Carrie Lam’s toilet paper trip prompts carbon emissions questions to environment secretary
Wong Kam-sing asked about the carbon footprint of taxi trips after chief executive contender revealed she had to take a midnight journey back to her official residence as she had run out of toilet paper
What’s the carbon footprint of taking a taxi from Wan Chai to the Peak in the middle of the night?
Secretary for the Environment Wong Kam-sing didn’t have a straight answer. He was asked the tongue-in-cheek question after a radio interview on Monday, a day after chief executive contender and ex-No 2 official Carrie Lam Cheng Yuet-ngor made the bizarre revelation that she had to make a midnight run back from a serviced apartment to her official residence for “toilet paper”.
Asked whether taking taxis would increase the city’s carbon footprint an amused Wong responded: “I believe it’s not appropriate for me to comment on certain chief executive candidate’s certain [habits]. But I think in our daily lives, a low carbon lifestyle is important.”
Hoping to switch the conservation back to the climate report released by the Environment Bureau last Friday, he went on to say: “We should look at the main point, which is electricity generation and consumption, which are the biggest components of our carbon footprint.
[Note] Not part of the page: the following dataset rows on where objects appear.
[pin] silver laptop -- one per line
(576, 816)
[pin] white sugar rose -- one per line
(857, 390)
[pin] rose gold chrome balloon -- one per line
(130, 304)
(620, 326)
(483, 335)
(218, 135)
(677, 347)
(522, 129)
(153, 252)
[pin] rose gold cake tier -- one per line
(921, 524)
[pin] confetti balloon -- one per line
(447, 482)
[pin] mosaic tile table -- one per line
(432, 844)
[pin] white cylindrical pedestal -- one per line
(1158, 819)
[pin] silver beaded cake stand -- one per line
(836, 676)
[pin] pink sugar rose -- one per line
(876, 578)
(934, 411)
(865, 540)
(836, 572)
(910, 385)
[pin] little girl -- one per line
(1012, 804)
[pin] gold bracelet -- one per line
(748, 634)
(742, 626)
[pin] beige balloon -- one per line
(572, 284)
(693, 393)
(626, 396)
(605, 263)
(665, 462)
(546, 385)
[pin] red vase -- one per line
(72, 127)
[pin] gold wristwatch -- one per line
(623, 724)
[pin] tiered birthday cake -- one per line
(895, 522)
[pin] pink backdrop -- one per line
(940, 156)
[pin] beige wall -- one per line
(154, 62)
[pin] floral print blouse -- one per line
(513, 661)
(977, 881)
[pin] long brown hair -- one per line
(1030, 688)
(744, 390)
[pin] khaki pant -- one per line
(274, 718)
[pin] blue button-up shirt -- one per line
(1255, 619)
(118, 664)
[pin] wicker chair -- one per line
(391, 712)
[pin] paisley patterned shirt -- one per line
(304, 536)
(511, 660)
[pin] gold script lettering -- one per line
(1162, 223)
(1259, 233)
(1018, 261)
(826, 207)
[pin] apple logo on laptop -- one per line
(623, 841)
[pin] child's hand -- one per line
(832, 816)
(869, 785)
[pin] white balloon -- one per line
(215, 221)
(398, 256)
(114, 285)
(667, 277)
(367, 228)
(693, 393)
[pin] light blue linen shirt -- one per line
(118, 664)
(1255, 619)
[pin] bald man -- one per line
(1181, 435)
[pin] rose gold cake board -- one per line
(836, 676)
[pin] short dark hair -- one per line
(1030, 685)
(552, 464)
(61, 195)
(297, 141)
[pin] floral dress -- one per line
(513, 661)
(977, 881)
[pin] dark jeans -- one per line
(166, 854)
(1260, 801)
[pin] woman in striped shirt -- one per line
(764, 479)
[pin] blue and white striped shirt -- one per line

So everyone whether at home or at the office, should keep reducing electricity use and reduce carbon in focus.”
Speaking to reporters on Sunday, Lam said she had moved to a Wan Chai unit from her Barker Road residence – but said she found at midnight it had no toilet paper. “When I went to a nearby convenience store, I realised that they didn’t sell toilet paper ... so I had to return to my official residence,” she said.
It was just one of several cited struggles the career civil servant seems to have had while adapting to regular civilian life. Last week, Lam went to the wrong funeral parlour in an attempt to pay her respects to the renowned soprano Barbara Fei Ming-yi. She also appeared unfamiliar with how to use an Octopus card as she took the MTR to visit Ap Lei Chau.
While Wong couldn’t answer for Lam, he did stress the importance for the city to adopt a low-carbon lifestyle, in line with the city’s new carbon emission reduction targets for 2030.
Unveiled on Friday, the government’s new Climate Action Plan 2030+ report aims to cut carbon intensity by 2030 by 65 to 70 per cent from 2005 levels. This will translate to an absolute emissions reduction of 26 to 36 per cent and per capita emissions cut of 3.3 and 3.8 tonnes from the current level of 6.2. Wong said it was necessary to “concentrate firepower” on tackling emissions in the electricity generation sector, which accounts for most of the city’s greenhouse gas emissions, followed closely by the transport sector.
Coal-fired generation would be slashed from about half of the fuel mix to 20 per cent by 2020 as they are replaced by more relatively cleaner gas-fired power plants. He stressed that for the first time the government had been able to calculate Hong Kong’s realisable potential for renewable energy up to 2030, which was about 3 to 4 per cent.
“We will work hard to – in a city with a lot more limitations such as limited land and a large population – to development more solar, wind and waste-to-energy,” he said on a radio programme. But he added: “The costs will be higher than burning coal and natural gas and this is something that people should understand. There is no free lunch.”